Пока я срывал с себя ненавистную одежду, огромный волк поднялся на задние лапы, как человек, и там, где у него должны были быть лапы, я увидел костяшки пальцев. Мои чувства притупились, и я успел лишь подумать о том, что знаю, кто послал вызов зверю.
Схватка была ужасной, и я наблюдал за ней через закопченные линзы сознания. Loup garou, как по-французски называют оборотня, оказался сильным и коварным противником. Он наносил зверю такие раны, какие тот не получал ни разу в жизни, и от этого зверь приходил в еще большую ярость.
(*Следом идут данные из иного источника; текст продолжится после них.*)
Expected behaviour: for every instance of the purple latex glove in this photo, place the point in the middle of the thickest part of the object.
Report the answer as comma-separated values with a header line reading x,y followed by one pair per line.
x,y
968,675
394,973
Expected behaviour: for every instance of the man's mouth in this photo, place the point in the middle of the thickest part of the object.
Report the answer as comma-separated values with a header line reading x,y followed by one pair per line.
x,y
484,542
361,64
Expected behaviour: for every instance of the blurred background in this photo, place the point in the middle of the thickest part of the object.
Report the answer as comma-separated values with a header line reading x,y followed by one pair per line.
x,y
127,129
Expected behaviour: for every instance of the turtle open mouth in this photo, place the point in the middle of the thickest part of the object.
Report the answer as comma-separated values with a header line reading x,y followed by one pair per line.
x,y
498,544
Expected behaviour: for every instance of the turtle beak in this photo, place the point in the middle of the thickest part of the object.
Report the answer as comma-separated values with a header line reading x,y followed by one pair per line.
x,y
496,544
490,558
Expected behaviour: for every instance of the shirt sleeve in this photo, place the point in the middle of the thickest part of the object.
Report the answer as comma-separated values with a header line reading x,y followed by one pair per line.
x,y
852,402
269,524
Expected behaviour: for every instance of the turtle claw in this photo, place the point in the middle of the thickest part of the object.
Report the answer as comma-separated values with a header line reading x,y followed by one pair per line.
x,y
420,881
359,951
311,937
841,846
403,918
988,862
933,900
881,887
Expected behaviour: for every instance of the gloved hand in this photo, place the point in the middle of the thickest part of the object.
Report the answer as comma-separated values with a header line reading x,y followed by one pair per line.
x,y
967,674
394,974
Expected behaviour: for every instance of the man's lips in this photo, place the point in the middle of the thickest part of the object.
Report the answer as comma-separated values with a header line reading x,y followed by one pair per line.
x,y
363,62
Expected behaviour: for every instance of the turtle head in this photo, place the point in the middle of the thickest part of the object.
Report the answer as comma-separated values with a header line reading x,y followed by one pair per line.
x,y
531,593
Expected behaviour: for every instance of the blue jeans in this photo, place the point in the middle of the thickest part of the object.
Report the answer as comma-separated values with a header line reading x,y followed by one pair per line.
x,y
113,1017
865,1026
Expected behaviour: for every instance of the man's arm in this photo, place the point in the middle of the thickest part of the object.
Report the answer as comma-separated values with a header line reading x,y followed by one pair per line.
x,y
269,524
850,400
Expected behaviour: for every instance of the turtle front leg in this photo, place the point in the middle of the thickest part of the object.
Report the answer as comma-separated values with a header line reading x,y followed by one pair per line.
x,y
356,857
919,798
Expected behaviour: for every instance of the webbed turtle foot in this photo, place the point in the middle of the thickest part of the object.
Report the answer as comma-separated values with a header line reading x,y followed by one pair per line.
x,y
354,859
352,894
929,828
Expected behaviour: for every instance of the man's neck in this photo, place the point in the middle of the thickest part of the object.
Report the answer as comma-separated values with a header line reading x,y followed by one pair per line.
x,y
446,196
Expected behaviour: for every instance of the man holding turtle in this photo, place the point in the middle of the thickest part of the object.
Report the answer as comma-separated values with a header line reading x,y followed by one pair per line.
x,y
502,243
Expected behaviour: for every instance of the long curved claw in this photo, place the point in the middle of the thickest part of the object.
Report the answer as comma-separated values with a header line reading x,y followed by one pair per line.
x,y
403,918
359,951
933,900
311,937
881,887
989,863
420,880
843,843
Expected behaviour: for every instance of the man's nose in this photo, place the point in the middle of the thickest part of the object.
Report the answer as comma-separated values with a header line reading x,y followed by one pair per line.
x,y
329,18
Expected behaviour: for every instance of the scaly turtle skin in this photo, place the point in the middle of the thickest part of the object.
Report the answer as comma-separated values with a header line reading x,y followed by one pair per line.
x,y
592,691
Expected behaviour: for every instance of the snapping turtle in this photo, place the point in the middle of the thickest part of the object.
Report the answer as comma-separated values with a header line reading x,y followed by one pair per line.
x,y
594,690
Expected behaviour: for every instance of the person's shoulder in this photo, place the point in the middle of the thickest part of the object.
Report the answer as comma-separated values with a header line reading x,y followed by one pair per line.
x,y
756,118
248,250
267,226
На мгновение я увидел, как мой слуга Пятница пытается достать loup garou своим деревянным мечом, но зверь набросился на него, заставив отступить. Это была его битва, и никто другой не мог украсть у него победу! Это была его битва, ужасная битва, и вскоре я перестал различать что-либо, кроме боли и крови, зубов и когтей, плоти и воя.
Я очнулся, чувствуя во рту привкус чужой крови, и этот привкус одновременно был и резким, и теплым, и сладостным. Я выплюнул ее, как выплевывают кусок отвратительной пищи.
Стая исчезла. Последние несколько волков остались посмотреть, как я поднимаюсь с земли, и жалобно поскуливали, когда мой взгляд падал на них, а затем поджали хвосты и потрусили к лесу.
Все мои спутники были либо мертвы, либо бежали. Больше я никогда не слышал о них и даже не знаю, удалось ли им выбраться из леса. Да меня это и не волновало.
На снегу передо мной валялось обнаженное тело старика с перегрызенным горлом. Лицо у него было вытянутое и грязное, борода — густая и спутанная. Это было лицо, которым в последний раз пользовались давным-давно, незадолго до того, как я впервые вышел в море. Я смотрел на него и видел высокие скулы и крупный нос моего отца, а его потускневшие глаза были круглыми, похожими на глаза моей матери, какими я их запомнил.